A comunidade quilombola está localizada entre os municípios de Eldorado e Iporanga na Região Administrativa de Registro no Vale do Ribeira Paulista, onde evidencia-se como principais elementos que compõem a paisagem local: o conjunto de remanescentes florestais da Mata Atlântica e o rio Ribeira de Iguape (ITESP, 1998), como retratou a FIGURA 4, abaixo.

FIGURA 4 - VISTA DO QUILOMBO DE IVAPORUNDUVA

FONTE: Registros dos trabalhos de campo da autora (2015)

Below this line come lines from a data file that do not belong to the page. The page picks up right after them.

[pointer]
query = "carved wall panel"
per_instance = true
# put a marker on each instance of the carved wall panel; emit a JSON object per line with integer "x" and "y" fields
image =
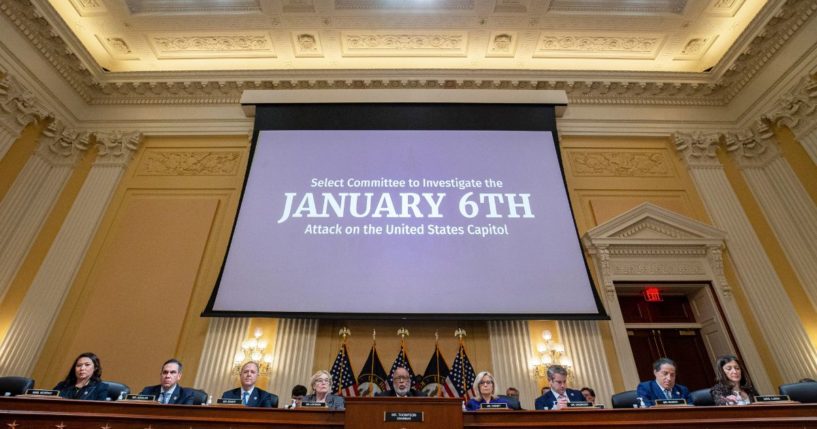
{"x": 189, "y": 163}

Um outro dado histórico importante é sobre a construção da Capela de Nossa Senhora do Rosário dos Homens Pretos, preservada até os dias atuais na comunidade (FIGURA 5). Conforme levantamentos históricos do ITESP (1998), no final do século XVIII, uma senhora Joanna Maria que trouxe um grupo de escravos e deu início à construção da Capela. A construção foi datada em 1791 e foi construída ao longo de cinco anos.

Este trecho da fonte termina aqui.